Achando-te, perdi-me

Ainda és a única: digo-o duvidando do meu próprio pensar. Ainda te vejo, sem a fantasia que te envolvia. Já não és princesa, o brilho caiu com a coroa que imaginava em ti, e o que sobrou, foste tu.

Rapariga normal de todos os dias, defeitos e virtudes fazem-te pessoa única, tal como às todas outras; não mais a personagem ideal que me eras outrora. E vejo-te em passos normais, falo-te normalmente, sorrimos e olhamos por ser normal; vulgar situação, mas por detrás do meu olhar há um outro, aquele com que me vias antes e que o escondo agora de ti. Ele ainda lá está, e tu ainda o apanhas quando te apanho eu a olhares-me, escondida de mim; ou apanham-no outros por ti, para ti.

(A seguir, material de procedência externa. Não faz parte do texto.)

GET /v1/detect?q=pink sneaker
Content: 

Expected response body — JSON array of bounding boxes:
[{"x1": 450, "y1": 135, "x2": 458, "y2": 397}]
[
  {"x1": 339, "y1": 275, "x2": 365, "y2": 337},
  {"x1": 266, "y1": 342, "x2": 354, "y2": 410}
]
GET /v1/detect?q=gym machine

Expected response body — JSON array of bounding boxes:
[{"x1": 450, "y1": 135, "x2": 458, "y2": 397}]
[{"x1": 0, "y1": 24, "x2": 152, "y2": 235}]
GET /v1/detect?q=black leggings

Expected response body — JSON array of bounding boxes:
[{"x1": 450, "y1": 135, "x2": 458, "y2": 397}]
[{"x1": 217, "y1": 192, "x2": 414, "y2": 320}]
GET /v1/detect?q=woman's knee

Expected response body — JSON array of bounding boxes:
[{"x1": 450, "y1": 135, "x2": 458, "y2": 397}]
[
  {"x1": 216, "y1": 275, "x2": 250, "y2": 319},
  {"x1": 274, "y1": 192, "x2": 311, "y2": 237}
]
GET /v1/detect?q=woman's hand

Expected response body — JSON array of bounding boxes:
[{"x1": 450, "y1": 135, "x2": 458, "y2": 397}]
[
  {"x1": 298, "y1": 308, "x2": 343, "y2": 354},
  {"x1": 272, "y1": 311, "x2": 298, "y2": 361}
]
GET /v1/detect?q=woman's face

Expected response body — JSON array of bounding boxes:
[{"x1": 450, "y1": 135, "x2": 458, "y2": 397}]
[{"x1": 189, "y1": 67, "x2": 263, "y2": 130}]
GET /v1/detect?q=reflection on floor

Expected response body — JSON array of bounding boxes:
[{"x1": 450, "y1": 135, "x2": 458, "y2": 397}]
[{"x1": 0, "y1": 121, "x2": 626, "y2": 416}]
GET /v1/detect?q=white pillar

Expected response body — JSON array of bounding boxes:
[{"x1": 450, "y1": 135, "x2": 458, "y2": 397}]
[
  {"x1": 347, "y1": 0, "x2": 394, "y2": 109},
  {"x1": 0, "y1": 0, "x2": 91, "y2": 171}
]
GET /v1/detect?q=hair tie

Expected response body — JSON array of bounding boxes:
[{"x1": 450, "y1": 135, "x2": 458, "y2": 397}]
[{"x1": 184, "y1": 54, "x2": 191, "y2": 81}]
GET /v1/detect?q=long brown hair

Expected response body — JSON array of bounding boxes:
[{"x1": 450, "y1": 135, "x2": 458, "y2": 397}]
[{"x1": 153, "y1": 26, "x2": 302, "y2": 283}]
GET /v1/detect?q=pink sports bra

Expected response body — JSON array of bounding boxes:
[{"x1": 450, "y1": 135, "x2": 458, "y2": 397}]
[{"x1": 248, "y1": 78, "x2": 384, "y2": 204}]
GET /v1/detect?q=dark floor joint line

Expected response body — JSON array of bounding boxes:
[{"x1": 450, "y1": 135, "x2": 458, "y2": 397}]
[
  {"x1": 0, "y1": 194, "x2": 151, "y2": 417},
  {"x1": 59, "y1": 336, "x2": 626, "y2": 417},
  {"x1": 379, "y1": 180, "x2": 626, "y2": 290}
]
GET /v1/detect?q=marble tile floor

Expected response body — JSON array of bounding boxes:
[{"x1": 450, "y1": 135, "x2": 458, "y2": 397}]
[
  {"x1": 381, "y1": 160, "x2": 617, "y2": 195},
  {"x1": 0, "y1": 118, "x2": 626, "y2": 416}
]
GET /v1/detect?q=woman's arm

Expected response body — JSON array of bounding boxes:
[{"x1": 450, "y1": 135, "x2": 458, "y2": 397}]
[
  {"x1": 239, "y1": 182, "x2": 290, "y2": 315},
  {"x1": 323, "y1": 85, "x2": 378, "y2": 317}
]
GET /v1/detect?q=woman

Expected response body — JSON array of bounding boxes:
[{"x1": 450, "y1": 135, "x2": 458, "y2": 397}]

Escureceu a tua luz, mas não se apagou; desapareceu o brilho, mas a chama ainda lá está quando me dedico a reparar nela. E eu quero dedicar-me a reparar nela. Ainda me és a única entre sombras, não pela vaga forma que luz cega, mas por todo o teu ser que o vejo agora mais definido. Ao aperceber-me disto, ao achar-te, perdi-me.

Já não sei o que tu pensas, já nem sei o que hei-de pensar; tudo continua com normalidade, o tempo também. Mas este é duro: passando a correr, passa e muito; tempo até é muito, até se pode fazer muito, não o fazer é excesso de tempo mal aproveitado. Mas ele corre e passa rápido.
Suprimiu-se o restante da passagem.